Unnamed: 0,id,price,distance_from_min
0,226039316,941500.0,67.574971
1,7280300375,536000.0,67.554172
2,7280300196,550000.0,67.471579
3,7280300042,650000.0,67.439000
4,7154200070,995000.0,67.398895
...,...,...,...
21608,3221079055,367000.0,2.275307
21609,2821079081,590000.0,1.986847
21610,3321079060,378000.0,1.550195
21611,4102000075,275000.0,0.344853


In [178]:
median_index = len(df_2) / 2
median_index

10806.5

Finally, after much searching, I found out how to reference a row -- row.name!

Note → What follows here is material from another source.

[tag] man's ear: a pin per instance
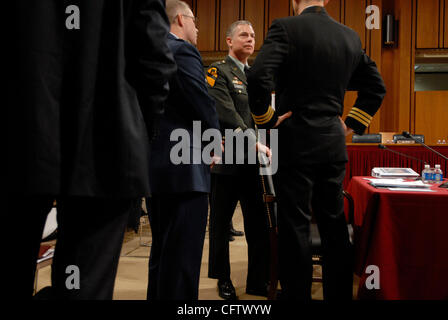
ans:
(229, 42)
(180, 20)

I tried row.index so many times, and could never figure out why it didn't work.

In [179]:
df_2['farther_half_of_houses'] = df_2.apply(lambda row: 1 if row.name < 10806 else 0, axis=1)
df_2

Unnamed: 0,id,price,distance_from_min,farther_half_of_houses
0,226039316,941500.0,67.574971,1
1,7280300375,536000.0,67.554172,1
2,7280300196,550000.0,67.471579,1
3,7280300042,650000.0,67.439000,1
4,7154200070,995000.0,67.398895,1
...,...,...,...,...
21608,3221079055,367000.0,2.275307,0
21609,2821079081,590000.0,1.986847,0
21610,3321079060,378000.0,1.550195,0
21611,4102000075,275000.0,0.344853,0


I expect there to be an equal number of houses flagged 0 and 1 this time.

In [180]:
df_2.loc[df_2['farther_half_of_houses'] == 1, 'id'].count()

10806

In [181]:
df_2.loc[df_2['farther_half_of_houses'] == 0, 'id'].count()

10807

Very good. Now I will compare means. I expect the farther half (flagged 1) to have a higher mean price.

In [182]:
df_2.loc[df_2['farther_half_of_houses'] == 1, 'price'].mean().round(0)

621581.0

In [183]:
df_2.loc[df_2['farther_half_of_houses'] == 0, 'price'].mean().round(0)

458791.0

Excellent. Observations confirmed. Now to get some sleep!